In our primes (i.e. before the age of 60), Scott and I played countless games of tennis at which he beat me 95% of the time. We began playing in Saskatoon, where we both lived at the time. I can’t remember how or why we started our tennis sessions because I had no idea of how the game was played. But how hard could it be? You knocked a ball over a net with a racket, trying to get the other guy to fail, knocking it back over at you. All my years of playing hockey and golf surely lent me some skills at hitting a ball over a net with a racket.

 

Apparently not. But we played anyway because it was a “good workout”. I am six-foot-one; Scott would have been five-foot-eight if he stood on his toes. I could not beat him. The only shot of mine that he had a hard time handling was a backhand slice. It landed at his feet and never seemed to bounce in the direction it was heading. So, I used it as often as I could—once or twice a game.

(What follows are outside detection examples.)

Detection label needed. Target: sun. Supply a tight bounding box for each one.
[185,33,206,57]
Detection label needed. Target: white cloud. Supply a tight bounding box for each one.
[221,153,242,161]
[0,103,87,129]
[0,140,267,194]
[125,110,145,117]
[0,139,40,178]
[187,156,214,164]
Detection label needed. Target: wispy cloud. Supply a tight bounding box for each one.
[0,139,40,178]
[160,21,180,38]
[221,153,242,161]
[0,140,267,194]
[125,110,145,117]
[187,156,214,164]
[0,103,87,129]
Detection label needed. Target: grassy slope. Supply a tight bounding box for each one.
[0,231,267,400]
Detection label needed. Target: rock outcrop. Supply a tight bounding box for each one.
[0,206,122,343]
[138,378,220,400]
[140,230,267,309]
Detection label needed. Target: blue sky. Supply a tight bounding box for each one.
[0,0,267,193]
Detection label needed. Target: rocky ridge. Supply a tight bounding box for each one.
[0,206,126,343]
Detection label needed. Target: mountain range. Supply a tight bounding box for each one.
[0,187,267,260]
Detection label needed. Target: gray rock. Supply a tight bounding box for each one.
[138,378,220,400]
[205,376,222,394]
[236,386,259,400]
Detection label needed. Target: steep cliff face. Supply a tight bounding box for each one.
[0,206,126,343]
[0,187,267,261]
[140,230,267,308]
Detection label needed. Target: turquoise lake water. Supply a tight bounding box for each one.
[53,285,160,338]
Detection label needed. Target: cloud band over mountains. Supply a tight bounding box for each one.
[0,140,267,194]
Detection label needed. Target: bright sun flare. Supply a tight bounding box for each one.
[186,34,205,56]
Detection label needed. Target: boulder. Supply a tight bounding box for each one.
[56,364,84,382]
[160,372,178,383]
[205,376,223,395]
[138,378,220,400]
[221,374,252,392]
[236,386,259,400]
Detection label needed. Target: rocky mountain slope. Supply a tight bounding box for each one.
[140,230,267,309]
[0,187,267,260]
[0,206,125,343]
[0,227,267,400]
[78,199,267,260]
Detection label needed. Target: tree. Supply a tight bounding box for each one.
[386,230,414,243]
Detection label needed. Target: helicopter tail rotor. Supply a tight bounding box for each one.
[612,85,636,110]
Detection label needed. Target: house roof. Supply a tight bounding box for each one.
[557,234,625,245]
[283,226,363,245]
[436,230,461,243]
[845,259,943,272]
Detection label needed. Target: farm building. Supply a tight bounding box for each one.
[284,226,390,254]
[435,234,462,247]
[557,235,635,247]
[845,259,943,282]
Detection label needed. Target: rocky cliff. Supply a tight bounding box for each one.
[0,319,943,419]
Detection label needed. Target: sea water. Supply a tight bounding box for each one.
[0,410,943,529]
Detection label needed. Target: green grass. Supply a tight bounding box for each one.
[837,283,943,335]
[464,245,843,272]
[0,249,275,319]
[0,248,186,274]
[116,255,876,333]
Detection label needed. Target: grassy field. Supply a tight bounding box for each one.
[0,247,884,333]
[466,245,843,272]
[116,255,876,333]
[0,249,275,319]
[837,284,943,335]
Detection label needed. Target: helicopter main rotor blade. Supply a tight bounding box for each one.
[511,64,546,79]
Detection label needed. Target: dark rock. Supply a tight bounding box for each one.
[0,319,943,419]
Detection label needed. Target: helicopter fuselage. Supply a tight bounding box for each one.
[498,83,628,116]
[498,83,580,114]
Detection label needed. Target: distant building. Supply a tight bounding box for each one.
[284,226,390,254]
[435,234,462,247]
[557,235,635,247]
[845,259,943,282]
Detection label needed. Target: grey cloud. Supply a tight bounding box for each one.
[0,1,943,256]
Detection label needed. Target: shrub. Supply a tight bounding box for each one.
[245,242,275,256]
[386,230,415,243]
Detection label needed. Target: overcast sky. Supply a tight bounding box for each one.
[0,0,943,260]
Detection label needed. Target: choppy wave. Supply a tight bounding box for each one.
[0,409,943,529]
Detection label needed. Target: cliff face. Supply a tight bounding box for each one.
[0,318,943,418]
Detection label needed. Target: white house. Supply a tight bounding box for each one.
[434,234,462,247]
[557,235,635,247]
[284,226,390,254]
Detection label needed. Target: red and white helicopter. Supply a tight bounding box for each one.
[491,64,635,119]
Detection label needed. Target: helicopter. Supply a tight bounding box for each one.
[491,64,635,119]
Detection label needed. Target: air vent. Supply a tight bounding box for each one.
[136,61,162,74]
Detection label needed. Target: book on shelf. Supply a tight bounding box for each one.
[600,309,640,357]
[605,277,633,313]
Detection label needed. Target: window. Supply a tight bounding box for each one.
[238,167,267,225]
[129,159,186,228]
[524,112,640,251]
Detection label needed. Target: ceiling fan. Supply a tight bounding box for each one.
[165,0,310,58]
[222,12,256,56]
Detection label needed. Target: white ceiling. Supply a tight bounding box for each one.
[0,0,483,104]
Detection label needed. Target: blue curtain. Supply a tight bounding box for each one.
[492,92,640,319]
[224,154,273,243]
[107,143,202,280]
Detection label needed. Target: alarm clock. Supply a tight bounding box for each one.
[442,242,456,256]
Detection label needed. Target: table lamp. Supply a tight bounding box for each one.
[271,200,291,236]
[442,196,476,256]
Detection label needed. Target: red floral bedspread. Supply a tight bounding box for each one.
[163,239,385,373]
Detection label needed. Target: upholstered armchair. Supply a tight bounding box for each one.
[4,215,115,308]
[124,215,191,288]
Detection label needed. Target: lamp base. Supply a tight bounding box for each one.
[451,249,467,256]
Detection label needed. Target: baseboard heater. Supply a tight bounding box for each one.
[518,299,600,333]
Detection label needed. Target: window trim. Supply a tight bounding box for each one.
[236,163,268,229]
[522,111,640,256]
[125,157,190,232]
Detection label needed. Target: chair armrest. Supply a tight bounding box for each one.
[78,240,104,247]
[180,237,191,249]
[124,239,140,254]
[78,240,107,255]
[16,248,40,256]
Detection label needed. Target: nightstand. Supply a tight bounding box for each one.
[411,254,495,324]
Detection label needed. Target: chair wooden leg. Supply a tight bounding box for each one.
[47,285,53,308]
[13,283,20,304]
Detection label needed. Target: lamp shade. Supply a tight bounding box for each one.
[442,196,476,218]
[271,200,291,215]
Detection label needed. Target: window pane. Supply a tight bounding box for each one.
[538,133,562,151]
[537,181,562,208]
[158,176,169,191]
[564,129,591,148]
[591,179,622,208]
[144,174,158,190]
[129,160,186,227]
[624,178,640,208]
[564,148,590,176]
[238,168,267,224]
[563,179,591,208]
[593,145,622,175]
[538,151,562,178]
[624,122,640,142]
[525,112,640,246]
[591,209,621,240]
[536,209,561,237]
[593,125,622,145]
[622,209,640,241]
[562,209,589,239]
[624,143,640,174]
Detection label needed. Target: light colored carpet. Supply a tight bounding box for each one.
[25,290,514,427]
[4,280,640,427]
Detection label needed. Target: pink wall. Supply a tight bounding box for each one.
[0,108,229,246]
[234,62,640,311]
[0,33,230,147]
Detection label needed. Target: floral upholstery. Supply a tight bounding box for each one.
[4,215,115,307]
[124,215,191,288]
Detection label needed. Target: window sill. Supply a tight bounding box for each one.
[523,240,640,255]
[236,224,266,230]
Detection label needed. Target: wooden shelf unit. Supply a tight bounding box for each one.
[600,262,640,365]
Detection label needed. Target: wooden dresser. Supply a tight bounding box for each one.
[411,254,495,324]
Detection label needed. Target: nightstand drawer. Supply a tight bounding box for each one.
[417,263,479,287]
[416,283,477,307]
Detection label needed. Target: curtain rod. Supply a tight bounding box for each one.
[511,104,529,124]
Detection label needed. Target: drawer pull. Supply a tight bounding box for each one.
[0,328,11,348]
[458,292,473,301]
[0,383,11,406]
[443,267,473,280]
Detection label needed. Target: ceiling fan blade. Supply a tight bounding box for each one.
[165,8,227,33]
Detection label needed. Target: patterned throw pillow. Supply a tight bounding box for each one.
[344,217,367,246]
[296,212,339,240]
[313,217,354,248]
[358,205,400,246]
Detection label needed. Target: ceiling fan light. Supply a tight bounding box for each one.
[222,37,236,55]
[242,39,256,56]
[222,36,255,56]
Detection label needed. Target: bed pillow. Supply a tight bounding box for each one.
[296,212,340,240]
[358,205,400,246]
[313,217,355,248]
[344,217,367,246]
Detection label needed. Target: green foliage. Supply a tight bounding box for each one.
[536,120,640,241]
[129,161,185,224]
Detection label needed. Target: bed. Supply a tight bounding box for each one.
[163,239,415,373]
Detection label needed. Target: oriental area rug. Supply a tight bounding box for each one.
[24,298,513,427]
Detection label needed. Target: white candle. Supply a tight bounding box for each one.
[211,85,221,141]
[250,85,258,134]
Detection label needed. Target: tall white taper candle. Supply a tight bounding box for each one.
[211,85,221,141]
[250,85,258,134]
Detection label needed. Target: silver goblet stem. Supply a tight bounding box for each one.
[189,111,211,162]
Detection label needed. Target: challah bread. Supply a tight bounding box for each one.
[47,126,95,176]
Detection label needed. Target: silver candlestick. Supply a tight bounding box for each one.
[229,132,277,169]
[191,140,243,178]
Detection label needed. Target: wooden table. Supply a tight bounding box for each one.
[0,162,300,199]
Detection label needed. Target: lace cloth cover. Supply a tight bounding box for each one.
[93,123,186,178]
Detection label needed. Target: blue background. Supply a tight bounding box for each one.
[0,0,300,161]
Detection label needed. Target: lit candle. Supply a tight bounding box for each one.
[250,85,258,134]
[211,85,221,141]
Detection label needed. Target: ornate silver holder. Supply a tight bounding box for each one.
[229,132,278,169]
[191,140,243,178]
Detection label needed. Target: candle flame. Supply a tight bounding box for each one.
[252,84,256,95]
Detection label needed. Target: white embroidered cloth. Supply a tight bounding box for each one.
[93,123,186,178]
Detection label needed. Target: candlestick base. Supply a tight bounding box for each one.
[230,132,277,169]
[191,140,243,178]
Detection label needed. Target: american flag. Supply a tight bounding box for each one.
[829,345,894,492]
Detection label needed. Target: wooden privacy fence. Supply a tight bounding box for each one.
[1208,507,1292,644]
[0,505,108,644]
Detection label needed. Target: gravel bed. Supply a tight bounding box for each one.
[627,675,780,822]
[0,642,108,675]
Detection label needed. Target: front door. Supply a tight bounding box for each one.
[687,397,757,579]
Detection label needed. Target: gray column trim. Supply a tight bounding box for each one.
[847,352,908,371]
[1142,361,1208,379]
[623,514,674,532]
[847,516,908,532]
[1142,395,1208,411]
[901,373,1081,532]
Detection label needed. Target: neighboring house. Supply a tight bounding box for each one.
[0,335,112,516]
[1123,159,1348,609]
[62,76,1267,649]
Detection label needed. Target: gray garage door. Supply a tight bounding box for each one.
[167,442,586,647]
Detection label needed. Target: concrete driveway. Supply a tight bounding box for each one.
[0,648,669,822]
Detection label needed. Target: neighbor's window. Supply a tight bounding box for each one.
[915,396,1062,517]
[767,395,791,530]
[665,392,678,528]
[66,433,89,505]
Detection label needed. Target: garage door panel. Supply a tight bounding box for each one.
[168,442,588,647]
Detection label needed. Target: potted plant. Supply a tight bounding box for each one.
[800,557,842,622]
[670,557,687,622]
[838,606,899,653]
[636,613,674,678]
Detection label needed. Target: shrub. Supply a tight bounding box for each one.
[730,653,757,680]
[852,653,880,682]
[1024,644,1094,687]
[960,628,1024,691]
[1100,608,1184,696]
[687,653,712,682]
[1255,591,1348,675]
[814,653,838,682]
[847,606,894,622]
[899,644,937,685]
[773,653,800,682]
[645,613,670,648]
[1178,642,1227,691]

Scott was a good enough player that he kept the ball away from my backhand. He made me hit my listless, pathetic forehand—usually into the net or beyond the backcourt. I had no control over it whatsoever.

 

Still, we played on, and when I was writer-in-residence in Estevan, we played there in that stupid, ceaseless wind where he continued to beat me. However, he didn’t come to Estevan to visit me and beat me at tennis; he came to rekindle a relationship he had fomented years earlier in Yorkton, where he had been a newspaper reporter back when small towns had newspapers and actual reporters working for them. He had taken a strong liking to the school librarian in Yorkton and was pleased to learn that she had relocated to Estevan. Laurel did not play tennis but had many other attributes that endeared her to Scott, among them a love of books. Scott was a writer.